Updated: Jan 29
On Saturday, Nov. 7, Kamala Harris became the nation's first female, Black, and South Asian American Vice President-elect. In her first public statement, after officially solidifying her win in Pennsylvania, Kamala tweeted: "This election is about so much more than @JoeBiden or me. It’s about the soul of America and our willingness to fight for it. We have a lot of work ahead of us. Let’s get started.”
It has been long overdue, but finally the United States has more representation now than ever, with the first female Vice President. Kamala Harris's multicultural roots and her experiences as a mixed woman of two immigrant parents will offer the Biden Administration a whole new-found perspective and provide much-needed diversity in the White House. Considering everything that people of color have endured throughout COVID-19-- worsening inequalities nationwide, the uprising of The Black Lives Matter Movement criticized, and mostly used as a trend-- people of color need to have a voice now more than ever and now they will.
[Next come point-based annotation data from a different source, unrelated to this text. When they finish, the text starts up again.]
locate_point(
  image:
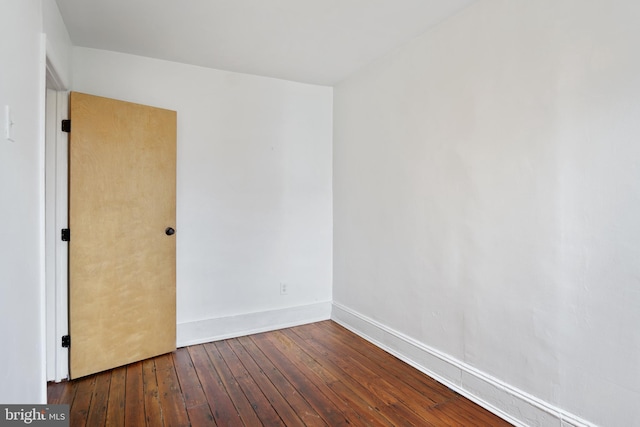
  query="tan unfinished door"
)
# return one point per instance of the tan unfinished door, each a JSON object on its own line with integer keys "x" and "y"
{"x": 122, "y": 189}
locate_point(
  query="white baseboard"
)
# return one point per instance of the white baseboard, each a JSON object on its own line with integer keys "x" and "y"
{"x": 198, "y": 332}
{"x": 513, "y": 405}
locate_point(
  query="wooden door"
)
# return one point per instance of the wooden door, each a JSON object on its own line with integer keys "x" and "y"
{"x": 122, "y": 189}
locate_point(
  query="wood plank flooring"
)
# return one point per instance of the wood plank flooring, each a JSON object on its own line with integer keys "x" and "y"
{"x": 313, "y": 375}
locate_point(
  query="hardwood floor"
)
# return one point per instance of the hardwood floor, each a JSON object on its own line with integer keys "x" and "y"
{"x": 312, "y": 375}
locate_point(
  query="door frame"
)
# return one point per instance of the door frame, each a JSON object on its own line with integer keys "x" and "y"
{"x": 56, "y": 218}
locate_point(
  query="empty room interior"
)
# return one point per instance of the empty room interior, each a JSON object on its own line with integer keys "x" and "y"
{"x": 453, "y": 183}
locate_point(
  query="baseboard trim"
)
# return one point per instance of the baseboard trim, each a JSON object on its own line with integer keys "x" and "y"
{"x": 208, "y": 330}
{"x": 509, "y": 403}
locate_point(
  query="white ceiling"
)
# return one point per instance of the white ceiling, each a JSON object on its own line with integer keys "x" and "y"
{"x": 311, "y": 41}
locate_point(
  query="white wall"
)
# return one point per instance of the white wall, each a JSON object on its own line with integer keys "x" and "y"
{"x": 487, "y": 205}
{"x": 22, "y": 214}
{"x": 58, "y": 43}
{"x": 254, "y": 204}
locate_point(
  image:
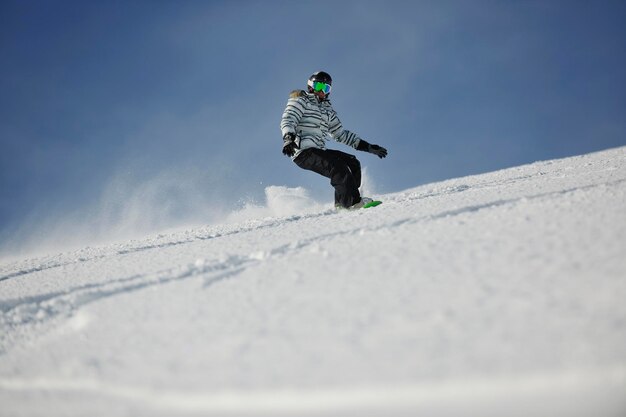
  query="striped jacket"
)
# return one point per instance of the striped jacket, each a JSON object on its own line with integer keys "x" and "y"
{"x": 313, "y": 122}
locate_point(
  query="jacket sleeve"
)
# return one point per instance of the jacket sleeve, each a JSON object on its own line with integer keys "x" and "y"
{"x": 293, "y": 113}
{"x": 340, "y": 134}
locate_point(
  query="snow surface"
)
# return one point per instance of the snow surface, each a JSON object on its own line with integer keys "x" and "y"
{"x": 499, "y": 294}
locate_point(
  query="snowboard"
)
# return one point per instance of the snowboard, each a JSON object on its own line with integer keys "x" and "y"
{"x": 372, "y": 204}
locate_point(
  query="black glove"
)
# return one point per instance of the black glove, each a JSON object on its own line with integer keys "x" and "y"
{"x": 289, "y": 146}
{"x": 379, "y": 151}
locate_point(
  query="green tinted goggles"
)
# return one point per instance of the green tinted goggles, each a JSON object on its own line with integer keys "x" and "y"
{"x": 319, "y": 86}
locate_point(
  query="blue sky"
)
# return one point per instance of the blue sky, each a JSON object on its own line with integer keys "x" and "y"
{"x": 119, "y": 117}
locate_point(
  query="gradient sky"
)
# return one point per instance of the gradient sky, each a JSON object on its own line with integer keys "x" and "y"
{"x": 120, "y": 116}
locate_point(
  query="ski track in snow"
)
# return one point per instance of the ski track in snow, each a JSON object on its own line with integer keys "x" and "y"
{"x": 27, "y": 318}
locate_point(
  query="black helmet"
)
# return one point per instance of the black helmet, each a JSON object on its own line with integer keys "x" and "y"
{"x": 320, "y": 81}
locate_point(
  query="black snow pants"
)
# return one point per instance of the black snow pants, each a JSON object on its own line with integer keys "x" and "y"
{"x": 343, "y": 169}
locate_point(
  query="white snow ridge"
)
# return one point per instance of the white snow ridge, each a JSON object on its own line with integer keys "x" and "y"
{"x": 499, "y": 294}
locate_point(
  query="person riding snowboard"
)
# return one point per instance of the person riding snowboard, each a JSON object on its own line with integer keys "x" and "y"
{"x": 307, "y": 122}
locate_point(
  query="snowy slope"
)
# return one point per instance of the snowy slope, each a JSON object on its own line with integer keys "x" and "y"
{"x": 490, "y": 295}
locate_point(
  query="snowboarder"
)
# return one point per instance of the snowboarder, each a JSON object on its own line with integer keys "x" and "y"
{"x": 307, "y": 121}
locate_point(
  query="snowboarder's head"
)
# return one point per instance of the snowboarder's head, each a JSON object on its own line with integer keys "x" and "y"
{"x": 320, "y": 84}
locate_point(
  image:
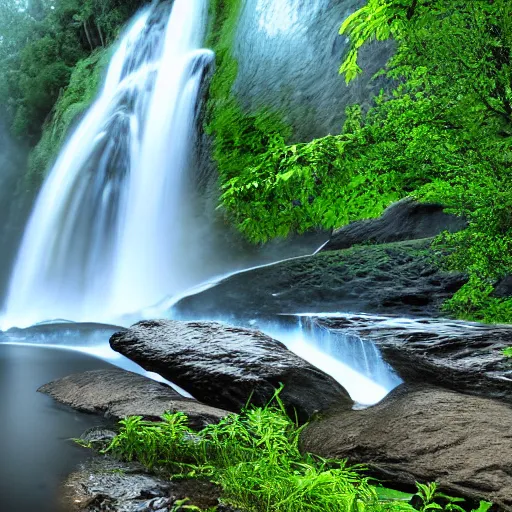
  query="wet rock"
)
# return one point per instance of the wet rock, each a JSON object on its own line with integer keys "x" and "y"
{"x": 460, "y": 441}
{"x": 117, "y": 394}
{"x": 404, "y": 220}
{"x": 226, "y": 366}
{"x": 61, "y": 333}
{"x": 397, "y": 278}
{"x": 462, "y": 356}
{"x": 105, "y": 484}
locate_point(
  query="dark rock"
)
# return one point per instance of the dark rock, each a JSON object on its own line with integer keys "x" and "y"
{"x": 283, "y": 53}
{"x": 462, "y": 356}
{"x": 226, "y": 366}
{"x": 398, "y": 278}
{"x": 105, "y": 484}
{"x": 460, "y": 441}
{"x": 404, "y": 220}
{"x": 117, "y": 394}
{"x": 61, "y": 333}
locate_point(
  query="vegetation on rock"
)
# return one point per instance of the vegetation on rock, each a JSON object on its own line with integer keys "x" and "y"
{"x": 41, "y": 42}
{"x": 444, "y": 134}
{"x": 254, "y": 456}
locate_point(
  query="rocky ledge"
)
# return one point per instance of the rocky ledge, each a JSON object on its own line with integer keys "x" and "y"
{"x": 391, "y": 279}
{"x": 462, "y": 442}
{"x": 116, "y": 394}
{"x": 466, "y": 357}
{"x": 227, "y": 366}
For women nationwide— all of whom are currently fighting for the rights to their bodies and are disproportionately affected by the pandemic—the new vice presidency is a major victory. For centuries, women have worked unbelievably hard, becoming the backbone of this country. With that, women have always been overlooked and taken for granted, but now they are finally able to receive the recognition and representation that’s deserved.
In her victory speech, Kamala Harris praised Joe Biden for having the “audacity to break one of the most substantial barriers that exists in our country and select a woman as his Vice President.” “While I may be the first woman in this office, I will not be the last,” Vice President Kamala Harris said. In her role as Vice President, Kamala will be a walking reminder of the American Dream, empowering and proving that girls and women of color can truly achieve their goals.